Sam BrazysThe current iteration of the Greek debt crisis, and the possibility of a “Grexit”, has elicited numerous policy proposals, ranging from the German creditors saying “nein” to any new arrangement, to calls for debt forgiveness, to proposals in between. Yet, the most obvious, equitable, and legal remedy is conspicuously absent from most discussions: fiscal transfer.

I am a Minnesotan, of German heritage, living in Ireland, and as such should be poised to say a few things about debt, credit and fiscal transfer. Minnesota is not well-known abroad, but it is the land of 10,000 lakes, the land of 10,000,000 mosquitos (midges, only worse), the land of Minnesnowta. As shown by The Economist, Minnesota is also one of the biggest net-contributors to the US federal system, transferring nearly 200% of its annual GDP to the federal pot between 1990 and 2009. A state of just over five million people transferred in excess of $500 billion dollars, net, to the federal coffers over 20 years, a sum almost 1.5 times the total Greek debt. Where did Minnesota’s money go? It went to Mississippi and Alabama, two of the largest net recipients of federal transfer over the same period. But this wasn’t cash being handed out in the streets. It wasn’t a credit into some Southern bank. It wasn’t a padding of public salaries.   That is not what fiscal transfer means. Fiscal transfer means motorways that meet the same standards in Mississippi as Minnesota. Fiscal transfer means the same baseline of health care for the poor or elderly, despite the state abbreviation on their address. Fiscal transfer means Coast Guard stations that can function effectively on all shores. Fiscal transfer means jobs and spending and stimulus in Mississippi associated with all of the above. Fiscal transfer is a harmonising force across a political union.

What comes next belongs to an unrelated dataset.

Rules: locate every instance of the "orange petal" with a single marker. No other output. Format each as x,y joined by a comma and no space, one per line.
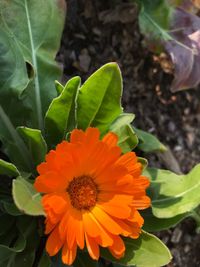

Minnesota contributes $5,000 per capita, per year, to the federal budget. Over the 15 years of the Eurozone, Germany would have needed to transfer just $300 per person, per year, to wipe out the Greek debt. Not a crippling amount. Not an unfair amount to ensure infrastructure, social protection and human dignity. The analogy is obvious. Germany is to Minnesota as Greece is to Mississippi.   The difference is that Minnesotans recognize the obligations inherent in the social pact of a political and monetary union.